I was diagnosed late in life (age 43, I'm now 51) which had its own challenges but also explained SO much about my life to that point. I first read this book alone - nodding my head and exclaiming "Oh my God, I do that!" a lot then read it with my partner. He also said things like "Oh my God, you do that!"
It was so good to have simplistic explanations as the book is not written with psychobabble. I understood why I did certain things, how I was wired and we both realised a lot about me. We both also realised that Aspergers was just a part of who I was. Nothing to be afraid of or worry about. I was still me.
My son who is now 24 was diagnosed with Aspergers at age 7 (along with ADHD, learning disabilities and dyspraxia) and it was Rudy’s website that first showed me that it’s SO different in women and males.
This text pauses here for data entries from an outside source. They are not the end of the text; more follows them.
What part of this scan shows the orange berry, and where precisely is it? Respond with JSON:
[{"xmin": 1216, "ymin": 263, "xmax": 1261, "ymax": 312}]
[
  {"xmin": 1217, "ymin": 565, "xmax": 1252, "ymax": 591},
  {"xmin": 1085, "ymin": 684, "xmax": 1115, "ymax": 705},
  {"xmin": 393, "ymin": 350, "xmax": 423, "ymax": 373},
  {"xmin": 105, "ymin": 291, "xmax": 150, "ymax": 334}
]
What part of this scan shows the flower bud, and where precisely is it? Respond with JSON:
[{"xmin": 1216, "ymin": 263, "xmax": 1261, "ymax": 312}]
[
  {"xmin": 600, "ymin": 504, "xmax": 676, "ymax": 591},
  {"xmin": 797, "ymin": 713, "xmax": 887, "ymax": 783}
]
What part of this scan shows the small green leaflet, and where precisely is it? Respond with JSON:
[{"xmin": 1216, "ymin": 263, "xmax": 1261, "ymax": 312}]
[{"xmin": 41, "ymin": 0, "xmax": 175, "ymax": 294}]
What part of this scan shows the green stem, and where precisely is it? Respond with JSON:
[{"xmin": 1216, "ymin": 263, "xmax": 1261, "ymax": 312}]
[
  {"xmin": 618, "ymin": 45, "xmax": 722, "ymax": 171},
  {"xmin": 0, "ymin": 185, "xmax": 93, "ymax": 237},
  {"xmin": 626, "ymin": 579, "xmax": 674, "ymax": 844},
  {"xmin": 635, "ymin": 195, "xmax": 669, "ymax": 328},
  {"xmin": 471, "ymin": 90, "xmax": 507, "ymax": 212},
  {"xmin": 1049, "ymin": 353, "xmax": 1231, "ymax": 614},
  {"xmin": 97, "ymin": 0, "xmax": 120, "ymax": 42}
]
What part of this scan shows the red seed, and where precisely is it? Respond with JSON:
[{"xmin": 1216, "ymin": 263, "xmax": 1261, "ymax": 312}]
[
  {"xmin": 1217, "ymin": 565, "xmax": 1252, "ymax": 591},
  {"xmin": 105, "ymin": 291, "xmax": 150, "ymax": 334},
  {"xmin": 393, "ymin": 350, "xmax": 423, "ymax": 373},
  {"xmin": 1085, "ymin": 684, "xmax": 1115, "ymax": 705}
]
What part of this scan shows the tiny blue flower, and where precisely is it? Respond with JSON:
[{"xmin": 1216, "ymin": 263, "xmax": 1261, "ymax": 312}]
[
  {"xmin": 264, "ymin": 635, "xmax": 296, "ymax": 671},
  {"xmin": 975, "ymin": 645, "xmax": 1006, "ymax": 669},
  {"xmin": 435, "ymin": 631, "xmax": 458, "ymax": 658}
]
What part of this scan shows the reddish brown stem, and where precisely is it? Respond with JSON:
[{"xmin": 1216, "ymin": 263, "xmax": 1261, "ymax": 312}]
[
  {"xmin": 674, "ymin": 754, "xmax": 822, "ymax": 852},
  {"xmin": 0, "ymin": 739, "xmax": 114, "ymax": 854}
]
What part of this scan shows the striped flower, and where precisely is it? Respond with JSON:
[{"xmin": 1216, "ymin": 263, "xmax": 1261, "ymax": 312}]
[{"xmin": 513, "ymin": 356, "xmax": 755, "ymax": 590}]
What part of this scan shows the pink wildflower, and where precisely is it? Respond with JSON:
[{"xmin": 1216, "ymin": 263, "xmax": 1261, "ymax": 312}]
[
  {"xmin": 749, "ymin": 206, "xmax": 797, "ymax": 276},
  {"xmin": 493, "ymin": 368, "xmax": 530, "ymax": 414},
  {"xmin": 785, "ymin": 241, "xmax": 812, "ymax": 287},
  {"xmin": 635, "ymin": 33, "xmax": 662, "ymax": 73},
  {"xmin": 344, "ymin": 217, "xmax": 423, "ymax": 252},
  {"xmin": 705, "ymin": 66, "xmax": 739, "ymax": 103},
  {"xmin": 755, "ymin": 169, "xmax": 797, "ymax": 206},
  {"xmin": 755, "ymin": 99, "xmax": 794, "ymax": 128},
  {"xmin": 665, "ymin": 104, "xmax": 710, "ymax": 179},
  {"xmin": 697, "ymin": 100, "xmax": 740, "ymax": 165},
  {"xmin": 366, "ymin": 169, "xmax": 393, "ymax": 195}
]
This is why so many women are having late life diagnostic surprises as for a long time it was thought to only impact males!
I worked as a Job Coach for young adults with Autism and other disabilities and the differences between all were incredible. You cannot stereotype someone with Autism. I run the largest group on Facebook for women with Autism in the U.K. (just over 3000 now!) and they are aged 18-75 and are all so unique (I’m writing a book sharing many of their voices to showcase that not one is like another).
Sadly so many people out there judge Autistic people. There is a range on the Autism Spectrum and it’s still incredibly misunderstood despite a huge amount of forward leaps for sure.
It's just a book I feel any woman should read who is on the autism spectrum - even if not in a current relationship and certainly brilliant for partners who want to understand more. I found it to be an accurate portrayal of how life can be for an Aspie in a relationship. We had some laughs reading some moments too. Enjoyable reading!
I also recommend it to anybody wanting to understand a friend or family member with Aspergers too.
Rudy also wrote a book with a similar title for men with Aspergers, this one being for their partner to understand them. Sadly due to many factors she is no longer a major voice in the Autistic community but her books are still of huge value. She has a few out there so worth a look.
Don't miss this one! One you'll want to own and re-read over and over. 5 stars.